Tri-C also offers courses that prepare students to professionally manage their research. At the conclusion of a project, students often report findings locally, regionally and even nationally.
Bridges has opened doors for Tri-C students to present at the New England Science Symposium at Harvard University and the Annual Biomedical Research Conference for Minority Students.
Program participants must maintain a 2.8 overall GPA, with a 3.0 GPA in science courses.
“We are looking for scholars,” Brathwaite said. “This is a place where you are going to work, and you are going to succeed. Don’t be afraid of the work.”
While he was working nights playing music, Jaworski sold pop-culture pins online as a day job. One activity provided him with money, the other with meaning. He said the Bridges program gave him both.
“It’s really important to be clear on what’s important to you, and that can honestly be scary,” Jaworski said. “I know mental health is important to me. Helping people is important to me. I know that education is important to me. I didn’t know that stuff before.
“This is what I was looking for. I could see all these threads that were already there in my life. It was just a matter of putting them all together.”
Jaworski earned an Associate of Arts degree from Tri-C in 2017 and a bachelor’s degree from CSU in 2019. He currently is wrapping up a study at CSU about substance abuse and the ways shame can impede progress.
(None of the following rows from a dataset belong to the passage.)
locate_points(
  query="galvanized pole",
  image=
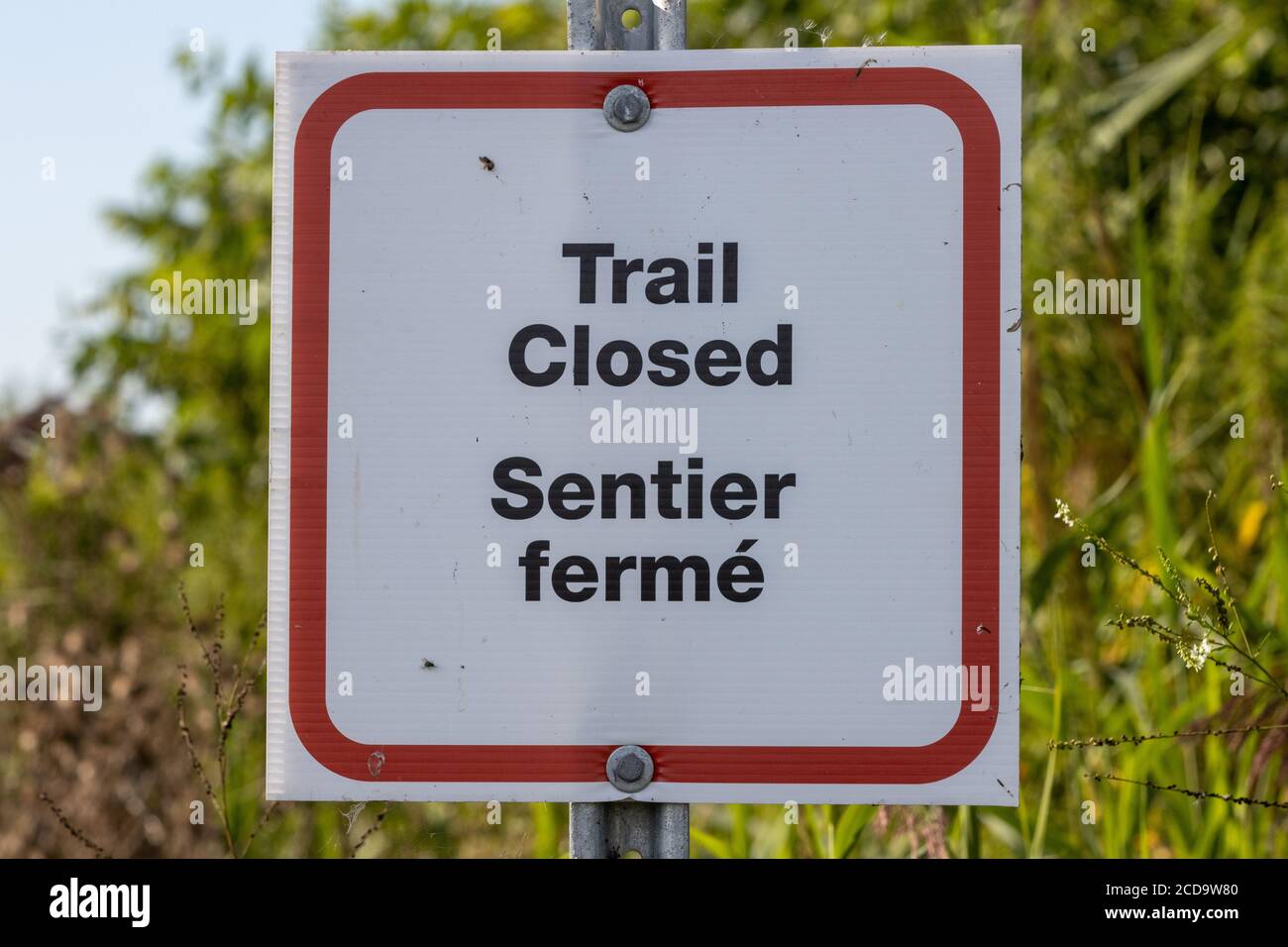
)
(610, 830)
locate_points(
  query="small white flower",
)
(1063, 513)
(1194, 654)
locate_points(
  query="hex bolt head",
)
(626, 107)
(630, 768)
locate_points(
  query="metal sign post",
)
(609, 830)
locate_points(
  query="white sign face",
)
(700, 437)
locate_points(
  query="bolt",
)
(626, 107)
(630, 768)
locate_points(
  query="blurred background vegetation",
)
(1127, 159)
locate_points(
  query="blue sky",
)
(91, 84)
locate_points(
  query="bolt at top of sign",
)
(626, 108)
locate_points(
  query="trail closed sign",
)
(688, 424)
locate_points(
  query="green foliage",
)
(1126, 174)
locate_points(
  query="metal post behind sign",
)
(610, 830)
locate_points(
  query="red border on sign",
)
(694, 89)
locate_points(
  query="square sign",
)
(699, 437)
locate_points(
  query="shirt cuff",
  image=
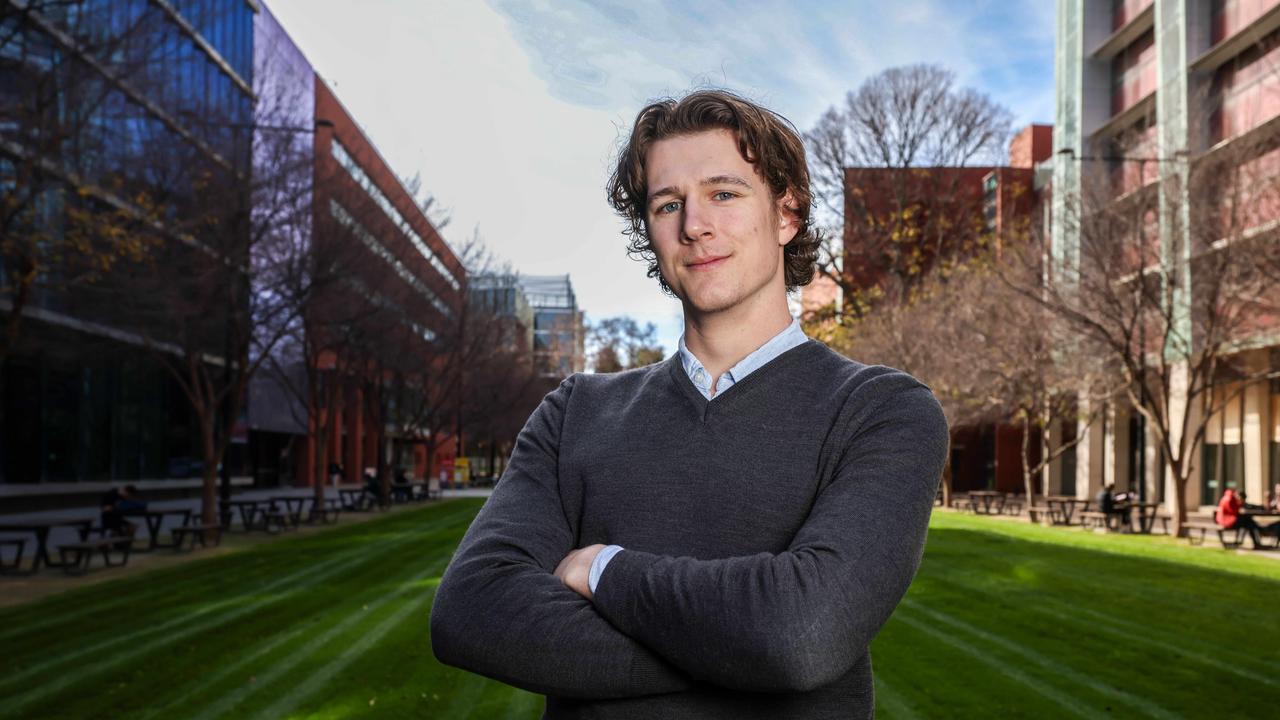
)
(602, 559)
He hopes to publish a manuscript based on the research.
His goal is to work at a private practice, and he is close to securing an internship at one this fall. Jaworski said he doubts he would have found his way into research without the Bridges program.
“There’s a part of me that’s just interested in learning, in academics, and I had never scratched that itch,” he said. “I feel like I really lucked out.”
This story can also be found in the Spring 2021 edition of Tri-C Times.